Dans L’Oiseau, l’être rieur prends corps en activant la sculpture Boa (2017), se parant de ses plus beaux atours pour draguer les visiteurs. Il évolue tel un animal mi-farouche, mi-entreprenant ; notre regard est fuyant, avant de se faire plus soutenu, tour à tour amusé·es ou embarrassé·es, nous oscillons dans ce moment en suspens et ouvert, celui où une rencontre peut potentiellement avoir lieu, transformant les êtres en présence. Jamais prédéfinie, elle surgit dans ce type d’ouvertures ; parfois, elle rate. Pas toujours agréable ou recommandable, la rencontre peut être mauvaise. En nous sommant d’être présents non seulement à nous-mêmes, mais aussi à l’Autre, en somme, à une espèce d’animalité en nous et hors de nous, l’Oiseau dragueur de Cecil Serres brouille la limite entre attraction et répulsion, désir et dégoût. Une fois qu’elle a eu lieu, la rencontre nous a changé : d’accidentelle et contingente, elle est devenue comme nécessaire, meant to be. Il s’est passé quelque chose.

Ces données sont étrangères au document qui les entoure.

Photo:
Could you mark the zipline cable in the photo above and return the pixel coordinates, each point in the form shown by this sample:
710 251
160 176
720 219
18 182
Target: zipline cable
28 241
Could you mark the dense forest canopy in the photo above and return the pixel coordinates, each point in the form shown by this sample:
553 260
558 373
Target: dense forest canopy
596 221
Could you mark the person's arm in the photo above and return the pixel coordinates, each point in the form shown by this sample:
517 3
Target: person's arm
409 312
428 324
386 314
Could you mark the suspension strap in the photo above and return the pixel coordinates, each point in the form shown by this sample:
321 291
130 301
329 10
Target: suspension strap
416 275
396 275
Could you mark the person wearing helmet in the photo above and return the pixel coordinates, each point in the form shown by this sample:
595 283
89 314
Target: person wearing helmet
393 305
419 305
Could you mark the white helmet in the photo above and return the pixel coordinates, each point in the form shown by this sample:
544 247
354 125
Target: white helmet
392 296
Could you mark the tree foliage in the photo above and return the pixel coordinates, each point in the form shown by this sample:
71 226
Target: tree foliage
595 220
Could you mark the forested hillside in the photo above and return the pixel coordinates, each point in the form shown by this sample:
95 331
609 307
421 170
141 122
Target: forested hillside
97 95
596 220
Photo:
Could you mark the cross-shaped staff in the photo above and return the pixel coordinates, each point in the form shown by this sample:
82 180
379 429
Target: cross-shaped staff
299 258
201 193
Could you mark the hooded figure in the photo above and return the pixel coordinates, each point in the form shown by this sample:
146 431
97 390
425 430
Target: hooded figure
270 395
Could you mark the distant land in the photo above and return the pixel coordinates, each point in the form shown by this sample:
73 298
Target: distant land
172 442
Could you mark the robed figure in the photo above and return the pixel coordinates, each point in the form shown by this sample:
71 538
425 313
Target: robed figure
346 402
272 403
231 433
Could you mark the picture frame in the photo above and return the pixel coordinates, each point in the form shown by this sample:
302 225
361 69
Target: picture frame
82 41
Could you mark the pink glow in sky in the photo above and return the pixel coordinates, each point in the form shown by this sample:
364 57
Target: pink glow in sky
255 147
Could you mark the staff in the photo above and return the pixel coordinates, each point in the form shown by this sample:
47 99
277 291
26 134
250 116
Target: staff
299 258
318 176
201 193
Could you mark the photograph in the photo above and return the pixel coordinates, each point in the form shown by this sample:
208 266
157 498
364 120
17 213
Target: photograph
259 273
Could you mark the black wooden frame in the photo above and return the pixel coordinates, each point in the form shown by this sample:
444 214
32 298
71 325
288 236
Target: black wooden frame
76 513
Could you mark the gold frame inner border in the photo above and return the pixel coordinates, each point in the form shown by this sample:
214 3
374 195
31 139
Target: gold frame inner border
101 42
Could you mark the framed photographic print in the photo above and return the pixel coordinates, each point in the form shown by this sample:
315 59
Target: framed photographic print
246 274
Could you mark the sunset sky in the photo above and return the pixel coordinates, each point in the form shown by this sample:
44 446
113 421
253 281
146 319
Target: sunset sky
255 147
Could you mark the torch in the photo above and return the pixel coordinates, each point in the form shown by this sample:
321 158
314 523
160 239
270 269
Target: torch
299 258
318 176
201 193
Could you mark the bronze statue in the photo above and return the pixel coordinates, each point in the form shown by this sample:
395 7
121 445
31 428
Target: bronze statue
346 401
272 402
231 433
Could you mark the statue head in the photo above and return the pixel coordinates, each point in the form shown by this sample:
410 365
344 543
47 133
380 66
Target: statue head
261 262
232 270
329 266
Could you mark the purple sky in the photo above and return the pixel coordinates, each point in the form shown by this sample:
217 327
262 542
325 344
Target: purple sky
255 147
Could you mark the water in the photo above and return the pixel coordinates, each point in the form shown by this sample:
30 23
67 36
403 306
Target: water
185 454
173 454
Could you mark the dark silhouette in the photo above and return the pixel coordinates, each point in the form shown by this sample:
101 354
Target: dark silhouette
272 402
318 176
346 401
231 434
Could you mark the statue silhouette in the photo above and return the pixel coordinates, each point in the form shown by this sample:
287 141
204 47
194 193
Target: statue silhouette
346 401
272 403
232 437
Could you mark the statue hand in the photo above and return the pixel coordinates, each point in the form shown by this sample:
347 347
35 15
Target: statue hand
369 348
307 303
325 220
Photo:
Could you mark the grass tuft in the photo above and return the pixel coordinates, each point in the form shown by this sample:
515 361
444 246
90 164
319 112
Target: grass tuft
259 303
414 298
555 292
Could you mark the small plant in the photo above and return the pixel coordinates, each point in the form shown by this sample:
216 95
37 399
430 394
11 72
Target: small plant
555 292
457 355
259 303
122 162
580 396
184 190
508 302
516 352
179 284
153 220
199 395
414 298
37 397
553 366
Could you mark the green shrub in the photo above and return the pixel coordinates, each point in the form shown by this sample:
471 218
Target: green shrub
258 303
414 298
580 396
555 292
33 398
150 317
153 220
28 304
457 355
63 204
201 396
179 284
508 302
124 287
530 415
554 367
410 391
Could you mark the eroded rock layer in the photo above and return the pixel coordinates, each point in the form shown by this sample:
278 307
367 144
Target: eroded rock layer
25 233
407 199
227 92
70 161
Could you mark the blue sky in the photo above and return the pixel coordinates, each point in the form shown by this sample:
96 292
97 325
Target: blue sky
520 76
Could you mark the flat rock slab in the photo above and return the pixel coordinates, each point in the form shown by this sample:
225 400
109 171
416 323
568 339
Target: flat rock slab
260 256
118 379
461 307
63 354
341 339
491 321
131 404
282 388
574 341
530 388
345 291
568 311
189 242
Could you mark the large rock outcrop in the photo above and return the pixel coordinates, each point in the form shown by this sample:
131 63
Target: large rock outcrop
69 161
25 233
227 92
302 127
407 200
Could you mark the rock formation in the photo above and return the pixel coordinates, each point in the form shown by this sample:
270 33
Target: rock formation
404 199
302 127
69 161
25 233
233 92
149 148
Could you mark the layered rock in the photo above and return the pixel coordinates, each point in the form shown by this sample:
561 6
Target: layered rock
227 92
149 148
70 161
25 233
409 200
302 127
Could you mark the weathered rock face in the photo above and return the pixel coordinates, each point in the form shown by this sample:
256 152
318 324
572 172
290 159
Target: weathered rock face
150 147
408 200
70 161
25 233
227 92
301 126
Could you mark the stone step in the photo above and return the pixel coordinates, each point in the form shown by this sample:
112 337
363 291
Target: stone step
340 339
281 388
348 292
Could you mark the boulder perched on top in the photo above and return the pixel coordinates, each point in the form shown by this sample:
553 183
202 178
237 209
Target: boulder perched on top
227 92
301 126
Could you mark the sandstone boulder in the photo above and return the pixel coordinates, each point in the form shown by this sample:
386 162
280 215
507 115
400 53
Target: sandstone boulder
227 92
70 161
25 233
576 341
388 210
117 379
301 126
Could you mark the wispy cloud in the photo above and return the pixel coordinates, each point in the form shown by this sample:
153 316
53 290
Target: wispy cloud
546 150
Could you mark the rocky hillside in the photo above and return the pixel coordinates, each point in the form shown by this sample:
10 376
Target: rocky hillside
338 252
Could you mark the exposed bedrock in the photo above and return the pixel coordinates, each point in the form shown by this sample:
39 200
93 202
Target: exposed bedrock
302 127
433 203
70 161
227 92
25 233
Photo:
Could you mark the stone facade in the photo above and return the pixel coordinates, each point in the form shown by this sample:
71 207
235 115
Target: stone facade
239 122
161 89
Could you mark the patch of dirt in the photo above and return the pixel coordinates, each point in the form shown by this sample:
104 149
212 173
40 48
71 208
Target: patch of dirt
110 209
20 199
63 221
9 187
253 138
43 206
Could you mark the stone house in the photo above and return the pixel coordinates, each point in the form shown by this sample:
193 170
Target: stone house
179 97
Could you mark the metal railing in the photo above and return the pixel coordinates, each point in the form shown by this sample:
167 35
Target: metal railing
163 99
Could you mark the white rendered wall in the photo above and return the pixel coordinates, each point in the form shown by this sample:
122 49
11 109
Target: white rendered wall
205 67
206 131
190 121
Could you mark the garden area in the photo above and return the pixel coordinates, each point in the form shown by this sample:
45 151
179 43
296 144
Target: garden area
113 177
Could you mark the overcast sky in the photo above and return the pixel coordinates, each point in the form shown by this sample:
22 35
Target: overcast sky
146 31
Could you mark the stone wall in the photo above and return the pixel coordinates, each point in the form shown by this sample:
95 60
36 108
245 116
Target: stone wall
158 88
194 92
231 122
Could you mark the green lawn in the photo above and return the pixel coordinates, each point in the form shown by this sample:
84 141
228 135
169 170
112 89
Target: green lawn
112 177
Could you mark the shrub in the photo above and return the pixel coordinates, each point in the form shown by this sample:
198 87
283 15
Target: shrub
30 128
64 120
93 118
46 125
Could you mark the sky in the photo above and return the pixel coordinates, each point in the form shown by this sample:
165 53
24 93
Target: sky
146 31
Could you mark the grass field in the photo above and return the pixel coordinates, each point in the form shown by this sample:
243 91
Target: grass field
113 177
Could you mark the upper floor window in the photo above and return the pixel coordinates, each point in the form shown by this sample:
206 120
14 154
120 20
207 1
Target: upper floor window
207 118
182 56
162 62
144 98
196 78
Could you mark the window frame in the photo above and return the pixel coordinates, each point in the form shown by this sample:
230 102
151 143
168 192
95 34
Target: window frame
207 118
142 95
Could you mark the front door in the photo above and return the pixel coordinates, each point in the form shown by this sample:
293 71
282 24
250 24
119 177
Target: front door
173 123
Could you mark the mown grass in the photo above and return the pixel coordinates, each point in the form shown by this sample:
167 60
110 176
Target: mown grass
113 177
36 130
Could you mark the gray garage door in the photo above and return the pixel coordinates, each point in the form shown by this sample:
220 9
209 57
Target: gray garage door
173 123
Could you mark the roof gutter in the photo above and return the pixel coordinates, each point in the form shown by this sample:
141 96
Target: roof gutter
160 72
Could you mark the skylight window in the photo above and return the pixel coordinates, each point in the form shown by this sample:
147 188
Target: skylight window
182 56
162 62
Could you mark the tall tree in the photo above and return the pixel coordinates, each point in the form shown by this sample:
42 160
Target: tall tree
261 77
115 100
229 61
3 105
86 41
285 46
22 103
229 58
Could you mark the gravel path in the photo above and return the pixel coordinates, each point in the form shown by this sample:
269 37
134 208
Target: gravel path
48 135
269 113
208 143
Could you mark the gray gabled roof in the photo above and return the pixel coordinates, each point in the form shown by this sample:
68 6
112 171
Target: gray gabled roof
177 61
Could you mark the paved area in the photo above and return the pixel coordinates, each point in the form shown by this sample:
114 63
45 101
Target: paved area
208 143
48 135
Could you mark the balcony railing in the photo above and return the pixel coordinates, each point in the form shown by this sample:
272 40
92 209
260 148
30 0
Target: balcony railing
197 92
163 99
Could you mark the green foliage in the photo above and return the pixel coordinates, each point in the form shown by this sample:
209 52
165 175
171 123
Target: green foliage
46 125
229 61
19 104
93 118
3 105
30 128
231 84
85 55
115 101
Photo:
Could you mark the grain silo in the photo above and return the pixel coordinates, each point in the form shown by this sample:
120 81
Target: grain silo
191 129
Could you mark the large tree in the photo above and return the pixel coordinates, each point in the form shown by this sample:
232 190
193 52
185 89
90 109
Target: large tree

L’être rieur, en pleine parade nuptiale, interroge deux types de défaut de l’expérience sensible ou d’indifférence. D’abord, celle que l’on peut ressentir face à des oeuvres d’art contemporain “indisponibles à la rencontre” avec le public, qui bien souvent “nous laissent froid”, qu’elles soient trop conformes à nos attentes (trop proches) ou au contraire trop étrangères. Comme le suggère Pierre Montebello, « [l]es mondes créés par l’art, à partir d’immenses toiles sympathiques, sont toujours bordés par deux dangers, l’identification sèche, où tout est moi, et la distance froide, où rien n’est moi. ». L’Oiseau navigue entre ces deux dangers, cherchant à déclencher la véritable rencontre avec le public. Ensuite, ce type de rencontre met potentiellement en question la relative indifférence générale à la Sixième Extinction des espèces, et plus largement, ce que certains chercheurs diagnostiquent comme une crise de nos sensibilités au vivant. En faisant resurgir le non-humain, en nous bousculant au moins minimalement, l’expérience de la rencontre interspécifique, dans un contexte esthétique, pourrait, sinon y remédier, du moins nous sortir, pour un temps, de cette double indifférence (à l’art ; au vivant non humain). Siduh, L’Oiseau est une performance qui tente de ménager un espace pour que des rencontres sensibles avec des êtres hybrides, d’abord hors de nous, puis en nous, puissent advenir.